Brighton Festival 2018
The Boy, the Piano and the Beach is a new show by Lewes Based Slot Machine Theatre, aimed at children of all ages from 6 years old upwards. It’s a wordless performance, combining puppetry, projection and dance. The whole story is set to live classical piano music.
The story of the boy and his quest that takes him from the beach to the depths of the sea and back to the beach again was told through music, dance and puppetry. The scene was played out against a backdrop projected onto a stage set – which looked a bit like an altar and lectern in a modern Catholic church, but was actually designed to look like a white wav file with a golden line of silence through the centre.
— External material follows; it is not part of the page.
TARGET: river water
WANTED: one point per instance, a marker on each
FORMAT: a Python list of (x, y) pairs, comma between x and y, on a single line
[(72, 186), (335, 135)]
At points, the story moved from being live on the stage into the projection and then back again. This added to the sense of the boy’s quest through different dimensions. In addition, sometimes the dancers were lit so that they cast giant shadows on the sides of the room, increasing the atmosphere of epic otherworldliness.
The piece has an exquisite piano score covering a wide selection of classical music, most of it played live on a grand piano that has a prominent place in the performance area. The audience were divided from the performers by a simple line on the floor, so that the kids who sat up front were close to the pianists, the dancers/puppeteers and the world they created together.
Scene changes were marked by the end of one piece of music and the beginning of another, with the dancers flowing seamlessly between the different scenes, creating new environments and creatures with their bodies and movements. There were some moments of really skilful and exquisite dancing.
The performance covered a wide emotional range: at times it was playful, scary, tender, sad and hopeful. But it all moved along with a light and lyrical energy reflected in both the music and the props – a red gymnast’s ribbon was danger, hope was a light.
In fact, the performance was characterised by its clever and creative use of props. Deckchairs became funfair roundabouts and swings and then seagulls. Large sequined gloves became fish. Iridescent sheets undulated like jellyfish. The puppet boy himself was wonderfully expressive and tenderly handled – he felt human, especially when he looked at and interacted with the audience.
However, despite all these brilliant components, this felt like a good experiment that the Slot Machine Theatre hadn’t quite managed to pull off… yet.
In the programme, the show was billed as ‘a piece that showcased a wide variety of classical music – with the addition of a story told in visuals’. Unfortunately, the story did feel like an addition. Added to that, the energy of the performers and the whole piece felt turned in on itself rather than focused on the audience. Afterwards, when I asked about the set and heard the story of the wav file –I wondered if the concept had perhaps become just a bit too clever for itself.
All in all, the show would benefit from being less clever, less inwardly focused and much more about sending its energy outwards to connect to and – crucially – make magic with its audience.